IV. TECHNIQUE - ‘Fulbright Scholars’ #

Structure: linear, circular, episodic, flash backs, climatic.
Images: (visual, auditory, olfactory, tactile, gustatory) figures of speech: similes, metaphors, personification, analogy, synecdoche, contrast, antithesis, unity, irony, Allusions, etc

Through the use of flashback we are given a double perspective, one of the young Hughes and that of an older reflective Hughes. The young Hughes sees nothing but a photograph where as the old Hughes looks beyond the surface to his memory of his time as Plath’s husband. Does this knowledge influence his perspective of truth? Hughes is aware of the part Plath played in his life. This poem portrays that perspectives change with time and how truth is affected by memory.

Hughes remembers parts of the day, whilst questioning other parts of his memory, ”I remember that though” and it’s emphatic tone emphasises Hughes’ certainty but later undercut by questioning his recollections.

This is a poem filled with tension: his feelings then, contrasted with his feeling later –now? The poems are all addressed to a “you” we can assume is Sylvia Plath and appear to be written at least 10 years after her death in 1963. The dominant atmosphere of doubt and uncertainty prevails evidenced by the many questions, qualifying adverbs – “maybe” and doubtful memories – “was it then”.


Strand a street with theatres in London –runs off Trafalgar Square. Evokes emotions of being stranded – alone in the crossroads of life. He first saw her in a public place auguring the celebrity marriage with lack of privacy they would enjoy.

Veronica Lake bangs (fringes)

An American film actress and pin-up model noted for her femme fatale roles in film noir, as well as her peek-a-boo hairstyle covering her right eye, creating an air of mystery about her and enhancing her natural beauty. Her loose waves symbolise her unstrained/undisciplined nature. Veronica’s father also died when she was ten.
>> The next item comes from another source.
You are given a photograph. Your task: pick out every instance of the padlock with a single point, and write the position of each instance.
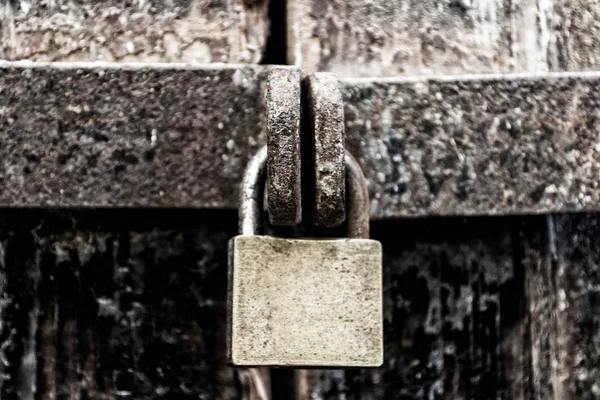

This allusion suggests that appearances can be deceiving and raises questions about Plath’s image – is she false, affected – cosmetic rather than real?

Fulbright Scholars - a play on words? Literally an American scholarship - Full bright - intelligent or the bright lamps referred to in the Nazi lampshades in “Daddy”.
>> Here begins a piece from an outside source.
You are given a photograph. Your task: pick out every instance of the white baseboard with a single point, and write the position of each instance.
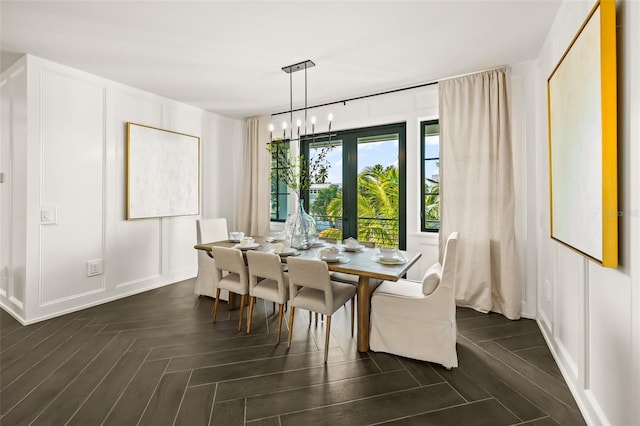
(174, 279)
Luggage– Literally their belongings but figuratively today referred to as emotional baggage – all your psychological hang-ups and problems.

Peach– A sexual symbol because of its tempting, succulent juiciness and sensual feel. Was it his initiation into the adult world of sexual gratification or knowledge like the apple offered to Eve? Is it a reference to T.S. Eliot’s Prufrock: “Do I dare to eat a peach?”
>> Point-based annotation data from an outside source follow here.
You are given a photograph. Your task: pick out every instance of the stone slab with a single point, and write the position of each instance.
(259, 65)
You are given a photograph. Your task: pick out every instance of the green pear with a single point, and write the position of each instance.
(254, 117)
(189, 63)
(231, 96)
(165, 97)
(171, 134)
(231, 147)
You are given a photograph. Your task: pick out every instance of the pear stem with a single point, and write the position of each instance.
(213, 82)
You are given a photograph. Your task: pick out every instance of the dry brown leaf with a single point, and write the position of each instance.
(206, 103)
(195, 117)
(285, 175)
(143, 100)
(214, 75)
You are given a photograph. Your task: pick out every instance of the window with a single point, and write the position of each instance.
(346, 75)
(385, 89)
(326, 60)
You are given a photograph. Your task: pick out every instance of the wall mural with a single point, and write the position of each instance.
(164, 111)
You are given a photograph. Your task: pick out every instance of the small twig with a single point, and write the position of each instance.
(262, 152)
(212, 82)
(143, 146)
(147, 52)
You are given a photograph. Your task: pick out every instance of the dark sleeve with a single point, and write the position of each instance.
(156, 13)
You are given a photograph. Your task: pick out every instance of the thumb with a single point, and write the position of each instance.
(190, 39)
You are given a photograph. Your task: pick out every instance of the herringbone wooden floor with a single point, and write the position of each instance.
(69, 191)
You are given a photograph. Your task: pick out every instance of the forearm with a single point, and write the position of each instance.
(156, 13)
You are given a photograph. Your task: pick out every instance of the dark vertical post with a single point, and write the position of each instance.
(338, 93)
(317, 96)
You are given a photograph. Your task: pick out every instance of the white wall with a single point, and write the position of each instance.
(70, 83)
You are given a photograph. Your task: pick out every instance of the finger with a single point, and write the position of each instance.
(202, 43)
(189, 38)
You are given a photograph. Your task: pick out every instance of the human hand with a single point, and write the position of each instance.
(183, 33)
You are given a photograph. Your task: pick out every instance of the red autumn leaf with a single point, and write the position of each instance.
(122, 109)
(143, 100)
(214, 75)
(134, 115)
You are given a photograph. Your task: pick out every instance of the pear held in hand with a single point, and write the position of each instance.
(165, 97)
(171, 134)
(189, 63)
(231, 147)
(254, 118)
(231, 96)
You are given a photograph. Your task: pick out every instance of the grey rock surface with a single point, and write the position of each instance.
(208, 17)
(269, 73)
Charing Cross Station– The burning cross – a cross roads of life or is it the cross of suffering, sacrifice and martyrdom he endures?

V. LANGUAGE: - ‘Fulbright Scholars’ #

*Approach: Subjective/Objective, Attitude or Tone, Audience, Style: diction, word play, puns, connotative/denotative, emotive (coloured biased,) /demotive, (technical, dispassionate) clichés, proverbial, idiomatic, expressive, flat, Jargon, euphemisms, pejorative, oxymoron. Gender biases. Register: formal, stiff, dignified or Colloquial; relaxed, conversational, inclusive, friendly or Slang; colourful, intimate, Rhetorical devices; Questions, exclamations, cumulation, crescendo, inversion, bathos, repetition, 3 cornered phrases. *

Silvia – origins: Salvias - Sage (plant), common name for a large genus of about 900 species of flowering plants of wide distribution. The genus is a member of the mint family….

The lack of certainty is depicted by the use of questions, mostly rhetorical as the poet appears to be obsessed with doubt and searching for meaning and causes of failure in their relationship.

Essentially colloquial and conversational, the poet uses relaxed personal memories to reflect on his first impressions of his beloved but departed partner.

VI. Evaluation: - ‘Fulbright Scholars’ #

This appears to be a confessional non-judgmental poem describing in detached unsentimental language the reflective memories of a poet with someone he once deeply loved but now is separated from.

His self effacing conclusion of being “dumbfounded afresh by his ignorance” may be a ruse to reject any blame for the disastrous relationship that developed.